Turkey's New Economy Program for the period 2019-2021, known as YEP, will focus on energy and petrochemicals as recipients of state incentives to decrease the current account deficit.
Treasury and Finance Minister Berat Albayrak unveiled the program on Thursday in Istanbul where he said the program is based on three fundamental factors -- balance, discipline and transformation.
For the energy sector, the program will prioritize the increased share of renewable energy and local coal resources for power generation.
The localization of energy technologies will also be supported through the renewable energy resources zone (YEKA) model.
Last year, Albayrak, in his previous capacity as the Energy and Natural Sources Minister, presented Turkey's National Energy Strategy and vowed that Turkey would focus its diversification of energy sources on local resources.
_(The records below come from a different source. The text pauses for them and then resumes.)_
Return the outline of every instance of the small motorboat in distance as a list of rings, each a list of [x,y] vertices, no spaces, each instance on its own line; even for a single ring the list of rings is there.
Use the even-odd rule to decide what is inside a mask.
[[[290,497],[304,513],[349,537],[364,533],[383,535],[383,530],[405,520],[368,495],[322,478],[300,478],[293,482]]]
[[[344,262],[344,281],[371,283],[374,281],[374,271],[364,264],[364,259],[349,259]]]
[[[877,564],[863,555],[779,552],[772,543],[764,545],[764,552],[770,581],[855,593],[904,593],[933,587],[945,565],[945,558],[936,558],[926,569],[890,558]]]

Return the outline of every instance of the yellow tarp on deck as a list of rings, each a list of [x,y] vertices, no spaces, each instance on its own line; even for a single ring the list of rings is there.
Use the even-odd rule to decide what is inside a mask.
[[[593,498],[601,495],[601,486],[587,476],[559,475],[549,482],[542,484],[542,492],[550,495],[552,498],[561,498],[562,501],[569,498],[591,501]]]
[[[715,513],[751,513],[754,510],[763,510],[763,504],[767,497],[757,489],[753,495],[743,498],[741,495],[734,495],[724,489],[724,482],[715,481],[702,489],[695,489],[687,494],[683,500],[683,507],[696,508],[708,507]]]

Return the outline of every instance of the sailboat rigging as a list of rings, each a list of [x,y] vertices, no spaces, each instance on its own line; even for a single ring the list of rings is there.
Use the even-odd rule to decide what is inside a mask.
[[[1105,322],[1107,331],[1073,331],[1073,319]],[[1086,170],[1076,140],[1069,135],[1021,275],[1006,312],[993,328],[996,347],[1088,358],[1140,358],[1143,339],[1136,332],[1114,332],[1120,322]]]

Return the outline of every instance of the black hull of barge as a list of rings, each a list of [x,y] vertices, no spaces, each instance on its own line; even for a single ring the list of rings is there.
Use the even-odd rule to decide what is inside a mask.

In line with this national energy strategy, Turkey opened solar and wind tenders, now as YEKA tenders, to maximize the use of local resources.
The New Economy Program stipulates that the costs of energy imports will be reduced with the help of the National Energy Efficiency Action Plan announced in April.
The National Energy Efficiency Action Plan targets $30.2 billion in savings by 2023, with the help of 55 actions to develop energy efficiency measures throughout various sectors in industry, transport, construction, agriculture, and energy generation and transformation.
The New Economy Program also states that Turkey's oil and natural gas exploration activities, particularly offshore, will be accelerated.
Turkey will also focus on mineral exploration and drilling activities, the plan noted, adding that these reserves will be utilized through new business models and financing mechanisms and with public-private partnership.
These mineral reserves, particularly boron, will be transformed into high added-value products for international markets.
The plan also includes the creation of integrated petrochemical industry zones, specifically the Ceyhan Mega Petrochemical Industrial Zone in the south of Turkey.
The Ankara-headquartered Ronesans Holding, which engages in the construction, real estate development, and energy and health activities, has signed a framework cooperation agreement with the Netherlands-based Port of Rotterdam to develop the Ceyhan Mega Petrochemical Industrial Zone that will focus on petrochemical plants.
- Energy import bill to reach $46 billion in 2018
With the implementation of the plan, Turkey's energy import bill is forecast to reach $46 billion in 2018, compared to $37.2 billion in 2017. It is expected the bill will reach $43 billion in 2019, $44.3 billion in 2020 and $45.2 billion in 2021.
The calculation of Turkey's account deficit is based on the assumption of Brent oil averaging $72.80 per barrel in 2018, $73.20 per barrel in 2019, $69.70 per barrel in 2020 and $67 per barrel in 2021.